Utah Rivers Council: utahrivers.org

Senator Lee’s anti-monument bill

Utah Senator Mike Lee (R) has introduced a bill  offensively named the PURE Act (it stands for of Protect Utah’s Rural Economy), a bill to prevent future protection of Utah’s federal public lands. The bill does not, in fact, address Utah’s rural economy, but rather requires that establishing or expanding National Monuments in Utah would require both an Act of Congress and approval from the Utah Legislature.

Meanwhile, San Juan County has launched a tourism promotion using the disingenuous slogan “Make it Monumental,” referencing Bears Ears National Monument dismantled by the Trump administration.

San Juan County government vigorously opposed monument designation, in part because they claimed that it would harm economic development (except that it will apparently also draw visitors and attract businesses to the area).

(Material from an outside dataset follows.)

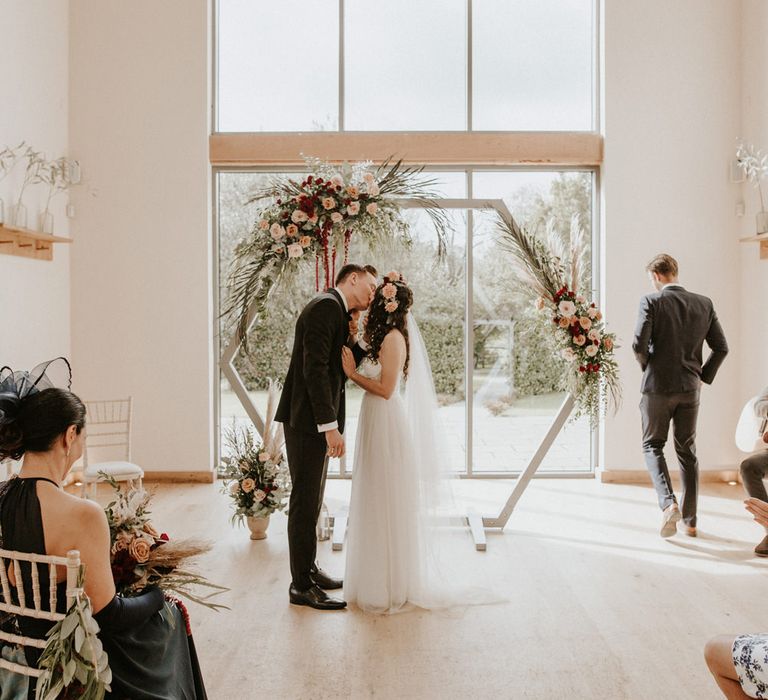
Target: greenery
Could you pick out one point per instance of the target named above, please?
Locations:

The Utah Office of Tourism is likewise promoting travel to both “Bears Ears National Monument” and “Grand Staircase-Escalante National Monument” even though they were both dismantled by President Trump in 2017.

Wildfires create state of emergency

In July and August, Utah Governor Gary Herbert issued Executive Orders declaring a State of Emergency for wildland fires due to drought, hot temperatures and fires already burning.

Utah has already experienced more than 800 wildfires this summer, most of them caused by human activity. Smoke from wildfires rendered summer air along the Wasatch Front nearly unbreathable (45 red air days and counting in Salt Lake County).

Unfortunately, Utah’s catastrophic wildfires have become yet another excuse for a Republican agenda of environmental deregulation. During an interview with FOX 13 news, Herbert repeated talking points taken straight from right-wing media, blaming the severity of fires on federal environmental policies. In fact, healthy forests are more resilient to wildfires, and conditions caused by climate change are making the fire season longer.